Coconut Jam Slice is such a classic recipe! The delicious triple layers include a shortbread-like base, fruity jam centre and crispy coconut topping.
I can’t believe that I haven’t shared my Coconut Jam Slice recipe with you! How is that possible?? It’s been over a year since I started Bake Play Smile and yet until now, this little blog has been missing one of the best slice recipes ever. Well it’s totally time to fix that travesty!
This slice is the best, like the BESTEST BEST (hehehe don’t be hating on my made up words!). It’s one of those slices that is delicious on the day that it’s made but seems to get even better in the following days. I love that the coconut is super crispy on the day it’s baked and then becomes a bit softer and more moist over the next couple of days as the jam smooshes (yep another made up word) into the coconut.
This is like a triple layer slice of pure awesomeness. I used strawberry jam this time because it’s my favourite, but any jam works beautifully – raspberry, apricot and blueberry are all delicious. Oh and one handy little tip is to warm the jam in the microwave before spreading – it’s not 100% necessary, but it does make it a bit easier to spread the jam nice and evenly!
The best thing about Coconut Jam Slice is that everyone loves it. Seriously, little kids will love it as much as grandmas will… and it’s not often you find something that everyone loves. Mind you, people who don’t like coconut probably won’t enjoy this – but really, who on earth doesn’t like coconut???!!! (my apologies if you don’t like coconut!).
So here it is, my favourite Coconut Jam Slice recipe (and yep there’s Thermomix instructions too). Sorry it’s taken me so long to pop this little gem onto the blog.

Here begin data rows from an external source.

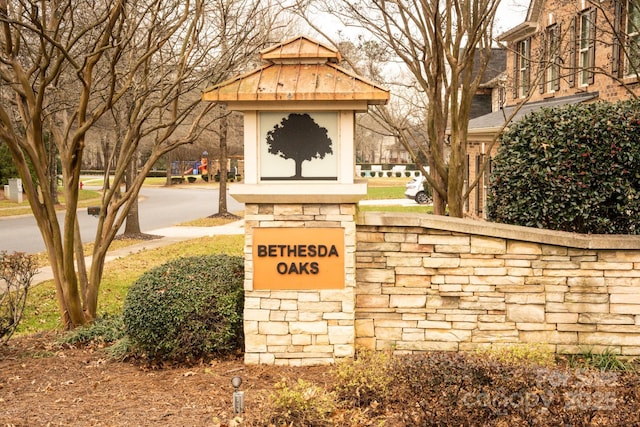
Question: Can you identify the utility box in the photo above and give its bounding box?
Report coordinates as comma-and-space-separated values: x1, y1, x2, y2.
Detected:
9, 178, 22, 203
202, 36, 389, 365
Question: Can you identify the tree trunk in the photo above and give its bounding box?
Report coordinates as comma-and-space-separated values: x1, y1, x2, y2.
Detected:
165, 152, 173, 185
124, 155, 142, 236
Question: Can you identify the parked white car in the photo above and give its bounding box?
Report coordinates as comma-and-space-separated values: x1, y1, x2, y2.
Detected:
404, 175, 431, 205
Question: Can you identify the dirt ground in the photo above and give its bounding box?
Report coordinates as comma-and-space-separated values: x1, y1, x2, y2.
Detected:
0, 335, 329, 427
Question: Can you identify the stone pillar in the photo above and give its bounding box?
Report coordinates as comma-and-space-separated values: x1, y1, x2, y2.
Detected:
244, 203, 356, 366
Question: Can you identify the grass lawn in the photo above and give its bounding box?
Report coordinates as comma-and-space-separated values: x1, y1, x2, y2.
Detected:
11, 178, 431, 334
17, 235, 244, 335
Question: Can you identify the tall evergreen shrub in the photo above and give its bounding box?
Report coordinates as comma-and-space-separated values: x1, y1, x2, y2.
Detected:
487, 100, 640, 234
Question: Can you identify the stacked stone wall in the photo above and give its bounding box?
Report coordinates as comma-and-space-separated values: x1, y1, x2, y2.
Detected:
355, 213, 640, 356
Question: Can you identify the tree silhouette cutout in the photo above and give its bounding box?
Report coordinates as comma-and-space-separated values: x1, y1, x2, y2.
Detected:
267, 113, 333, 179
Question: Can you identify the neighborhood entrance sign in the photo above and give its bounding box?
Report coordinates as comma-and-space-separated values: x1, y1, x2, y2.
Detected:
253, 228, 344, 290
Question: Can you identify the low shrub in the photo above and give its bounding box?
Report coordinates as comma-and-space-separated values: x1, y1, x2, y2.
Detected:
478, 344, 556, 366
123, 255, 244, 361
332, 349, 391, 407
59, 314, 125, 345
266, 379, 336, 427
0, 251, 38, 344
568, 348, 636, 372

Hope you’re having a fab week.
Coconut Jam Slice
- 2 cups plain flour
- 1 cup caster sugar
- 125 g butter chilled and chopped into cubes
- 3 eggs
- 1 teaspoon vanilla essence
- 3/4 cup jam any flavour you like
- 2 cups desiccated coconut
- Preheat oven to 180 degrees celsius.
- Grease and line a rectangular slice tray (18cm X 28cm) with baking paper.
- Place the plain flour, 1/2 cup of caster sugar and the chilled butter into a food processor and process until the mixture resembles breadcrumbs.

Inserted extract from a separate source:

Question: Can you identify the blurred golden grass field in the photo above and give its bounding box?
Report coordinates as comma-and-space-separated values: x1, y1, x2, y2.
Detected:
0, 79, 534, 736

- Add 1 egg and the vanilla essence.
- Process until the mixture has formed into a dough.
- Press dough firmly into the base of the prepared pan.

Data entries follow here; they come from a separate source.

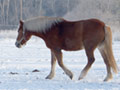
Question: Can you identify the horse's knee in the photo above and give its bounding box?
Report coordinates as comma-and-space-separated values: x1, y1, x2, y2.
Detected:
88, 57, 95, 64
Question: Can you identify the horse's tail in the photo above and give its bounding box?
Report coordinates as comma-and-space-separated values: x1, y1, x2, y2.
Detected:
99, 26, 118, 73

- Bake for 15 to 20 minutes, or until golden.
- Spread jam over warm base.
- Whisk the remaining eggs and 1/2 cup caster sugar together.
- Stir through the coconut and spread over the jam.
- Bake for 25 minutes, or until golden.
- Allow to cool completely in the pan before cutting into slices.
- Preheat oven to 180 degrees celsius. Grease and line a rectangular slice tray (18cm X 28cm) with baking paper.
- Place the plain flour, 1/2 cup of caster sugar and the chilled butter into the TM bowl and process on Speed 5 for 10 seconds or until it resembles breadcrumbs.
- Add 1 egg and the vanilla essence. Mix on Reverse Speed 2 for 30 seconds or until the mixture has formed into a dough.
- Press dough firmly into the base of the prepared pan. Bake for 15 to 20 minutes, or until golden.
- Spread jam over warm base.
- Place the remaining eggs and 1/2 cup caster sugar into the TM bowl and mix on Reverse Speed 3 for 20 seconds.
- Add the coconut and mix of Reverse Speed 2 for 15 seconds. Spread coconut mix over the jam.
- Bake for 25 minutes, or until golden. Allow to cool completely in the pan before cutting into slices.